Over a 10-year period, a prospective study followed Swedish patients without arthritis who tested positive for ACPA and had musculoskeletal pain, with the aim of finding out more about the disease course and prognostic factors [1]. Patients enrolled between 2010 and 2013 were followed for the development of clinical arthritis in ≥1 joint as the primary outcome, over a median period of 128 months. Additional outcomes included fulfilling ACR/EULAR classification criteria for RA.

The study cohort consisted of 82 patients with a mean age of 52 at baseline. Furthermore, 81% were women, 29% were rheumatoid factor (RF) positive, and the ACPA levels were categorised as high in 61% and low in 39% of cases.

Over the follow-up period, 63% progressed to clinical arthritis. “The median time to develop arthritis was 16 months,” Dr Simon Ahammar (Linköping University, Sweden) stated. At the 10-year clinical assessment, 40 out of the 66 (60%) patients who completed the study had developed arthritis. While all of them fulfilled the ACR/EULAR criteria for RA, 28% of them were not diagnosed with clinical RA. The diagnoses of these patients were transient arthritis without the need for a DMARD treatment (13%), osteoarthritis (8%), and psoriatic arthritis (7%).

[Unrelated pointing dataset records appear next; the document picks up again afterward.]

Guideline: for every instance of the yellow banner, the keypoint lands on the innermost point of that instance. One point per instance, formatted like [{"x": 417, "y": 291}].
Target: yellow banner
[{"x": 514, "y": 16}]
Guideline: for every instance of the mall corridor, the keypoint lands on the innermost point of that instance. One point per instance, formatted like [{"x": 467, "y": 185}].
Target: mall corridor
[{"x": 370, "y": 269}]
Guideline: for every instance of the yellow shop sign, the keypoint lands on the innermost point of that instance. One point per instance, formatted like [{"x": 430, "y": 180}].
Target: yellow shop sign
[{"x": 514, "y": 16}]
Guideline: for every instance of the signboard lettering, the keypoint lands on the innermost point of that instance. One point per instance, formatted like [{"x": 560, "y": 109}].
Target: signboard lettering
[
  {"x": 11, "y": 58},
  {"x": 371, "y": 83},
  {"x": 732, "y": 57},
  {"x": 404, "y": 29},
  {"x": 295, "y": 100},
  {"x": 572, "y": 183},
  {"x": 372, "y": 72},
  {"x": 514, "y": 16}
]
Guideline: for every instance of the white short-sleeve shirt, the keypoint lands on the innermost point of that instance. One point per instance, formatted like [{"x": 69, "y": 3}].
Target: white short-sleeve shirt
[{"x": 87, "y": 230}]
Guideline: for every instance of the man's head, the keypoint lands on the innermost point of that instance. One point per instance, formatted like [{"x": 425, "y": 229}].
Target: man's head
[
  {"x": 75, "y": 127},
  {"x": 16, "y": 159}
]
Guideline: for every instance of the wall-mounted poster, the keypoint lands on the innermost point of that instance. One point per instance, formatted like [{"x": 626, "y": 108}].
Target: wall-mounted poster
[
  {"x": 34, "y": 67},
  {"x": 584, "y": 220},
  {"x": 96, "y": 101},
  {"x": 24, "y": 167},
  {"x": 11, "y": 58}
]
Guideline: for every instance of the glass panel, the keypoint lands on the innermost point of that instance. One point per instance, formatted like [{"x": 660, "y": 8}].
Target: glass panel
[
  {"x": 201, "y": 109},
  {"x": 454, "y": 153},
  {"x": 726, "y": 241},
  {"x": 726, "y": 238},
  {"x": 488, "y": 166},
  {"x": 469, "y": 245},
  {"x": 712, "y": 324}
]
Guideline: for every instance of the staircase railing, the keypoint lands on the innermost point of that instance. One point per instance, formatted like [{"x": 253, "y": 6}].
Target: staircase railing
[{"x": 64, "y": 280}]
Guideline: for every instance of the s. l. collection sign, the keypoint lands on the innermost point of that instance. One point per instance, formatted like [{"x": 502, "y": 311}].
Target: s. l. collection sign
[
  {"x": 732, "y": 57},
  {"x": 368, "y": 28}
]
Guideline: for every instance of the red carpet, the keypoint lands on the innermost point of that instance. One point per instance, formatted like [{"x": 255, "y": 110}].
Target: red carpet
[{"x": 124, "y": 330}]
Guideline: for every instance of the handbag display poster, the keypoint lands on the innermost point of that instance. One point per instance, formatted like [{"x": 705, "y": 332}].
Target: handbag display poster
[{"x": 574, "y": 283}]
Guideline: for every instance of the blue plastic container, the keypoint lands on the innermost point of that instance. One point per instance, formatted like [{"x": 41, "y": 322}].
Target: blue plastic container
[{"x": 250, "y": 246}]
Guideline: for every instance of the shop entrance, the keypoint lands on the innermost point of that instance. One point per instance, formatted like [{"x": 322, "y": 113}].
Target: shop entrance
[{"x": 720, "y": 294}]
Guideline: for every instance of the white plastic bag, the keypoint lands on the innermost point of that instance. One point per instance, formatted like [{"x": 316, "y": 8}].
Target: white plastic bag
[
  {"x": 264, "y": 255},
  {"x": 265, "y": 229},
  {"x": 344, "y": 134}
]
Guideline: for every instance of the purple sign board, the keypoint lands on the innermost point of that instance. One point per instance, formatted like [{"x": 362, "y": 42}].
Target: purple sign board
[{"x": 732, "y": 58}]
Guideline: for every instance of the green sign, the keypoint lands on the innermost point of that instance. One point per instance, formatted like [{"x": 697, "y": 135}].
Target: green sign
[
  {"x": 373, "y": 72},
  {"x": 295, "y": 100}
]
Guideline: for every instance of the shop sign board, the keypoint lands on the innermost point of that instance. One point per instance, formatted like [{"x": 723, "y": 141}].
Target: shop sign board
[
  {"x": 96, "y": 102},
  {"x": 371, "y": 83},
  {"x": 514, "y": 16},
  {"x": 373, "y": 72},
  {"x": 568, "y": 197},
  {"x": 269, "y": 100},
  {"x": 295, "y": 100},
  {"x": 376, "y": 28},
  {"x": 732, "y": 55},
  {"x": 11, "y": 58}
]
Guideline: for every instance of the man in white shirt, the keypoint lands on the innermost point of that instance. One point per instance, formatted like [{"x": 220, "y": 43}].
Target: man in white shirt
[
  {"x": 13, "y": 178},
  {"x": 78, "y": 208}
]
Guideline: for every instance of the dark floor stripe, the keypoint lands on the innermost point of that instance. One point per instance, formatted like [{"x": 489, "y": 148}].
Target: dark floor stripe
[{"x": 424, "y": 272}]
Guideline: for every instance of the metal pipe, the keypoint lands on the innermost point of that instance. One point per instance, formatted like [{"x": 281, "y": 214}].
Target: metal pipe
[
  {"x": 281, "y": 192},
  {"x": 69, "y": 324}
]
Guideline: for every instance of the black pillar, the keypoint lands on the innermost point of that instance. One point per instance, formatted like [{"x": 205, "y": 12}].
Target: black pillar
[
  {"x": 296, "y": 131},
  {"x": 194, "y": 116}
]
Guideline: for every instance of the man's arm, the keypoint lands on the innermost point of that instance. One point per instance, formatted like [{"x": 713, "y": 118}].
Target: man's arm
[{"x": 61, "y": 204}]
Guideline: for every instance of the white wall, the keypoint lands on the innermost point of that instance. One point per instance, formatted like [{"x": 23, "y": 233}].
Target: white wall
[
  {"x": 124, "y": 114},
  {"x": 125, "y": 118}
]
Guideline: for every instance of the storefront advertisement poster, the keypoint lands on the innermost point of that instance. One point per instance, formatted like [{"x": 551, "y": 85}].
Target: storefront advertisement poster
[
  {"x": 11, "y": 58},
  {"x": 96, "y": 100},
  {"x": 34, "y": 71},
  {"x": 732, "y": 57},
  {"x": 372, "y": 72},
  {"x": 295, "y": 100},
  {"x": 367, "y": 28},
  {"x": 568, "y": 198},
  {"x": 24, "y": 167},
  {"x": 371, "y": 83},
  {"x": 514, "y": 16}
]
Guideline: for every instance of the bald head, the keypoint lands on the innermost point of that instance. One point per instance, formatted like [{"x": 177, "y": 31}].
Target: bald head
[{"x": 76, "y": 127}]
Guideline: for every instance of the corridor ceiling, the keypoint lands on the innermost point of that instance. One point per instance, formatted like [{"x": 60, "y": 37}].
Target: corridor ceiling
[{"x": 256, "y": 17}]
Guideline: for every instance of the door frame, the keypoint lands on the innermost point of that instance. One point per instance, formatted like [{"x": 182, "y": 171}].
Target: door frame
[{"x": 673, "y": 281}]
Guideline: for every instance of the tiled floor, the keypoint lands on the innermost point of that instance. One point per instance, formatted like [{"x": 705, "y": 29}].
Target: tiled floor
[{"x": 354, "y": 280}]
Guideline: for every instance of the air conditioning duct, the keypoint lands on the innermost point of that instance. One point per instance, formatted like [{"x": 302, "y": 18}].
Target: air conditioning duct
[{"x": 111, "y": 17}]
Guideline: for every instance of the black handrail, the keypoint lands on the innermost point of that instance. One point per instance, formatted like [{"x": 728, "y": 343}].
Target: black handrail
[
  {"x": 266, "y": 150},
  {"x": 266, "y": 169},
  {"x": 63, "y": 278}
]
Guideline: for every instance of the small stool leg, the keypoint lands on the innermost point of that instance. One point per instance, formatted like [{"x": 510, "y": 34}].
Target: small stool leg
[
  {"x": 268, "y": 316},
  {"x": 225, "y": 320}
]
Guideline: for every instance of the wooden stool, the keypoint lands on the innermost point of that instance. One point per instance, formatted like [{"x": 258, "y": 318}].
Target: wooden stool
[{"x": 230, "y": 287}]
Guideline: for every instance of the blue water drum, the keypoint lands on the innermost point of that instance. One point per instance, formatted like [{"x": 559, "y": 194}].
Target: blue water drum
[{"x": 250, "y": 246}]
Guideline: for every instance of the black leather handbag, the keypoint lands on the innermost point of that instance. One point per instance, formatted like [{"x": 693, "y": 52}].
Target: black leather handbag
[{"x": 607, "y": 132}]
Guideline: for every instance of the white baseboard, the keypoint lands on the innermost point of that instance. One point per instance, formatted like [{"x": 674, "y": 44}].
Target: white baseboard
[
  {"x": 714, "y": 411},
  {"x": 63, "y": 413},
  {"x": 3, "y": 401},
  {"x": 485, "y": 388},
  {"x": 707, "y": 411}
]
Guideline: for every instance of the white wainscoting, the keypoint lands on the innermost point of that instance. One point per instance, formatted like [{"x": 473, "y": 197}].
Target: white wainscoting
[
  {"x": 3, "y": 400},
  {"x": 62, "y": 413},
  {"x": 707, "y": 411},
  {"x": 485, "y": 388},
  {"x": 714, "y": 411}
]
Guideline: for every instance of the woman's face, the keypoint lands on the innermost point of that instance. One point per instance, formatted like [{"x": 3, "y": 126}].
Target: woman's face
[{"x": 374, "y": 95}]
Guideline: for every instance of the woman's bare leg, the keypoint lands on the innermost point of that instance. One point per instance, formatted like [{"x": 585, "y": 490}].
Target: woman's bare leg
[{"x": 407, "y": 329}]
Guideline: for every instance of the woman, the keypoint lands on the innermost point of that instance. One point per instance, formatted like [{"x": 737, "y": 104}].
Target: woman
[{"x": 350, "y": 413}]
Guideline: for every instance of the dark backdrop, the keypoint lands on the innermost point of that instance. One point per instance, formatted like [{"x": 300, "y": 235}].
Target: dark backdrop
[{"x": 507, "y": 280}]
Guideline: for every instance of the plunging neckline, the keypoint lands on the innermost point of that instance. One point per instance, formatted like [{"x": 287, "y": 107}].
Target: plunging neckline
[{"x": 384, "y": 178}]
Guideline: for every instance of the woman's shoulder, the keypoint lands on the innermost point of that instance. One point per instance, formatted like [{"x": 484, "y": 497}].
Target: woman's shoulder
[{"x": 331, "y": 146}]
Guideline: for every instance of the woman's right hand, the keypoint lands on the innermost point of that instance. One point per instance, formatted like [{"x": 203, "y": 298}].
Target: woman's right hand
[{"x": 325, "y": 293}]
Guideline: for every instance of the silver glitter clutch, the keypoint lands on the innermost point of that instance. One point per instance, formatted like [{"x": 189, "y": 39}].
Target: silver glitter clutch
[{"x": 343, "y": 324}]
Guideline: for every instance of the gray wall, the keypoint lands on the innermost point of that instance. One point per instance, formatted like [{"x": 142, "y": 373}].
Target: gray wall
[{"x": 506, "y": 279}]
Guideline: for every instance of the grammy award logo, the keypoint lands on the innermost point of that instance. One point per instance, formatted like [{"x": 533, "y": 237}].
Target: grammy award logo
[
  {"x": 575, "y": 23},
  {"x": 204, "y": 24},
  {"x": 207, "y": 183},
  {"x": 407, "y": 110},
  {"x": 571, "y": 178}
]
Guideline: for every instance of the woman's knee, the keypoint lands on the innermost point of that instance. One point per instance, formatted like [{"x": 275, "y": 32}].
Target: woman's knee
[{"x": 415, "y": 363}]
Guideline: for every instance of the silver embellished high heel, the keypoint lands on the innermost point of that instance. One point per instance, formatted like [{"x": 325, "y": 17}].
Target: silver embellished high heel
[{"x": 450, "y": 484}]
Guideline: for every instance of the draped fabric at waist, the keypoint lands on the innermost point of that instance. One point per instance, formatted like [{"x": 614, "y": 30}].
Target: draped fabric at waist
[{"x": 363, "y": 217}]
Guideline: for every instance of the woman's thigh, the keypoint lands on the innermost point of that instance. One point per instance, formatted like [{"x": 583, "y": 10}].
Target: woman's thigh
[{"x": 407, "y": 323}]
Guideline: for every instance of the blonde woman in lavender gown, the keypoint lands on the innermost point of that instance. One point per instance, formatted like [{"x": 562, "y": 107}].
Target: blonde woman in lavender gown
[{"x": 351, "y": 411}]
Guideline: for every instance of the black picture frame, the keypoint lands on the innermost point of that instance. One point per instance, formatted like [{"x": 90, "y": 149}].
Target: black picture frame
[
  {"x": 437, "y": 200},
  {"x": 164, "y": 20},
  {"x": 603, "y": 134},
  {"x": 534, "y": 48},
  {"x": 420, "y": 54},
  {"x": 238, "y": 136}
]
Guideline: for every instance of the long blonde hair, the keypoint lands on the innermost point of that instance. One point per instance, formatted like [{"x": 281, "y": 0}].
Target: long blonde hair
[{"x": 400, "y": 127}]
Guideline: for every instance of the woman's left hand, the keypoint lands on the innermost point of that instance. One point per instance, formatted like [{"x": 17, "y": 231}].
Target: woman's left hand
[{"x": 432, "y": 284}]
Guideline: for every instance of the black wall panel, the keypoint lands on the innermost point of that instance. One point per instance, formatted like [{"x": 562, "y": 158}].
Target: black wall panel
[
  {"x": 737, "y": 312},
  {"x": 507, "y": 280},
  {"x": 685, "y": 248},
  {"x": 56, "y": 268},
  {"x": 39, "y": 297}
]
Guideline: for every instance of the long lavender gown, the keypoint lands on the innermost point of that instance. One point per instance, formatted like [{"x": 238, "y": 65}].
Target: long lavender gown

A multivariate model identified 3 significant predictors of long-term progression to arthritis: ACPA levels (P<0.001), RF levels (P=0.020), and high RF levels (P=0.018), the latter detected after dichotomisation into high and low categories.

“Other factors, such as shared epitope or symptom duration, tender joint counts, or C-reactive protein levels, were not predictive of arthritis development,” Dr Ahammar informed. He concluded by noting that a future analysis of this cohort will include radiographic findings.

  1. Ahammar S, et al. Results of a 10-year prospective follow-up of patients with musculoskeletal pain and anti-citrullinated protein antibodies -not every arthritis is rheumatoid arthritis, despite criteria fulfilment. OP0110, EULAR 2025, 11–14 June, Barcelona, Spain.